A voz de Chico é difícil de ser entendida. Ele fala uma algaravia muito particular. Ao encontrá-lo, usualmente ofereço uma cédula de R$ 2,00. Ele pega a nota e vai embora. Considero isso uma vantagem. Ele não perde tempo agradecendo. Eu não preciso fingir que acredito no discurso decorado que acompanha algumas pessoas que vivem em condição de vulnerabilidade.

A única vez que Chico falou de forma legível comigo foi em um final de tarde. Estava chovendo. Com o dinheiro na mão, ele me disse, quase sussurrando: Já tinha desistido de beber a minha cachacinha hoje.

Fiquei olhando-o se distanciar, envolto pela garoa. Fiquei alegre por ele.

Essa história trouxe à tona outra, mais antiga. Foi nos tempos do Marrocos. Estávamos sentados na mesa quatro, como sempre, quando o sujeito entrou no bar. Sem perdeu tempo, com voz de locutor esportivo, pediu dinheiro para comprar cachaça. Lembro que alguém (quem?) rebateu a solicitação dizendo que isso não fazia sentido, onde é que se viu um mendigo pedir dinheiro para comprar cachaça? E concluiu o discurso moralista: se você quiser comer alguma coisa, eu pago.

O pedinte olhou para o sujeito e disse, sem medir as palavras: Você é surdo? Eu pedi dinheiro pra cachaça, se eu estivesse com fome, pediria dinheiro para comida, não estou com fome, eu quero é cachaça.

Aquela postura merecia aplausos. Poucas vezes na vida vi alguém enfrentar as agruras da vida com tamanho estilo e sinceridade.  

Alguém (quem?) chamou o dono do bar e pagou pela bebida. Duas doses. Depois de beber a cachaça, o homem foi embora. Nunca mais o vimos.


Diariamente, o mundo nos revela seus personagens – gente de carne e osso, que sangra e sofre, que ama e odeia. Alguns deles são inesquecíveis. Basta abrir os olhos e ver. Ao lado dos bem-comportados, limpinhos e cheirosos, encontramos os excluídos, os outsiders, os que escolheram viver de forma diferente da que recomenda os bons modos.
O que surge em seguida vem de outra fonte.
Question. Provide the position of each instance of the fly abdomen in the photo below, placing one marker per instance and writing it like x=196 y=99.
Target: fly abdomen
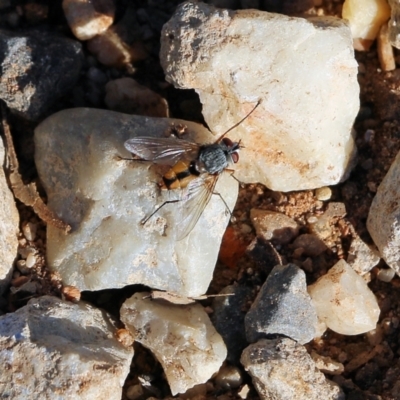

O segundo grupo raramente encontra carinho e aceitação. O homem é o lobo do homem, dizia Thomas Hobbes (1588-1679). Difícil discordar.  

Um comentário:

  1. Belo texto. Realmente num lugar sério, não teríamos tanta gente invisível. Quando eu era criança,havia um homem que andava com uma lata e cantava músicas do Roberto Carlos. Uma noite ele sentou bem próximo de casa e cantou a madrugada inteira. Eu gostei da serenata!